A la une de France Mayotte Matin aujourd’hui, après quatre mois de travaux, le quai Issoufali rouvre enfin à Dzaoudzi, soulageant les usagers des barges et rétablissant un point d’embarquement stratégique entre Grande-Terre et Petite-Terre, même si des ajustements restent nécessaires pour les taxis et les personnes à mobilité réduite.
Le recensement entre dans une phase sensible avec le début des opérations de contrôle et de vérification. Si l’Insee assure avoir recensé 97 % des logements, le débat sur la population réelle de Mayotte demeure vif, les élus estimant les chiffres sous-évalués à date, un enjeu majeur pour les dotations et les politiques publiques. Le comptage en cours est stratégique.
Dans l’Éducation nationale, un apaisement semble se dessiner après plusieurs semaines de tensions entre des professeurs de sciences et leur inspectrice. Une médiation pilotée par le rectorat a permis un retour au dialogue, dans un contexte de pénurie chronique d’enseignants.
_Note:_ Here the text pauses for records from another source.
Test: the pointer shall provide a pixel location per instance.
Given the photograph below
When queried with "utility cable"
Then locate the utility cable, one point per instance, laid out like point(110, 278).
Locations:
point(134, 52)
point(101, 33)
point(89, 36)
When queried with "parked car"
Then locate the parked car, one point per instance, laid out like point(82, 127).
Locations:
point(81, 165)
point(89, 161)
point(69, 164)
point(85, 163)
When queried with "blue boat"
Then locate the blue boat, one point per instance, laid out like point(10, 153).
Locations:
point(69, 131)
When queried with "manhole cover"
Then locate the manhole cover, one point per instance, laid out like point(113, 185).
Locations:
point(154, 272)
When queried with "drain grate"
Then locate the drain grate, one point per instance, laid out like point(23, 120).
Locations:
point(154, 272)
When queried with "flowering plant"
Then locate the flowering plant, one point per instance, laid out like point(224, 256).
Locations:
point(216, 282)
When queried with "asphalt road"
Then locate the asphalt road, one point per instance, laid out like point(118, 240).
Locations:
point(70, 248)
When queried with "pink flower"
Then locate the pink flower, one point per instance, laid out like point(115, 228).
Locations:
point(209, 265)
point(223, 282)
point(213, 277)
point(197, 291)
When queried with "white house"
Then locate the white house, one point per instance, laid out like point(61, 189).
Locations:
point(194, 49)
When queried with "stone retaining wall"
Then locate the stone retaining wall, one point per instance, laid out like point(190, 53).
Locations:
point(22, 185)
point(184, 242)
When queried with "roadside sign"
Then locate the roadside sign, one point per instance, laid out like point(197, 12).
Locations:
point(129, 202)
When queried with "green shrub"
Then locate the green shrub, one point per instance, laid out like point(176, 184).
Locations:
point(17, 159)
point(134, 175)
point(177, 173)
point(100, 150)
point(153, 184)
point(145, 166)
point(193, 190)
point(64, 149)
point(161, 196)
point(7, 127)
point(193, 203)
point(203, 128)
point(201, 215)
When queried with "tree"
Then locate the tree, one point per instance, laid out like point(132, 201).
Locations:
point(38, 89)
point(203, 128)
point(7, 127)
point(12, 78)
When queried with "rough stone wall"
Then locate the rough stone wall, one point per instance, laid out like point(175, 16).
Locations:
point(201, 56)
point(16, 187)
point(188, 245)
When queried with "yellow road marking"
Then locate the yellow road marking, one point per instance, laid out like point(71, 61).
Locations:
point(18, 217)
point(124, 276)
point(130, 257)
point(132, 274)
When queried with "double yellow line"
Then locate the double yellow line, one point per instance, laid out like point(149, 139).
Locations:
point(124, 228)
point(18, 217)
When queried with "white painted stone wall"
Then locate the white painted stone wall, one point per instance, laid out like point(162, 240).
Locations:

La justice rappelle la dureté du quotidien avec plusieurs affaires de violences et de délinquance, dont celle d’un jeune majeur poursuivi pour vols et affrontement avec la police, tandis que les tribunaux traitent de nouveaux dossiers de violences conjugales.
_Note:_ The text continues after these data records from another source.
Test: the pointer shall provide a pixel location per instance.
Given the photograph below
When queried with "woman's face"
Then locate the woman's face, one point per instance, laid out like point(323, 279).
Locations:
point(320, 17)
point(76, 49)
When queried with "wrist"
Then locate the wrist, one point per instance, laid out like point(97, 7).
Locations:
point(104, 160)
Sur le plan social et environnemental, la dégradation des infrastructures scolaires inquiète à Mangajou après l’effondrement d’un mur d’école, et la question des véhicules abandonnés interroge le financement public d’une mission relevant théoriquement des constructeurs.
Enfin, innovation, santé et environnement complètent cette édition, entre structuration de la recherche, coordination en santé sexuelle et retour des raies manta dans le lagon.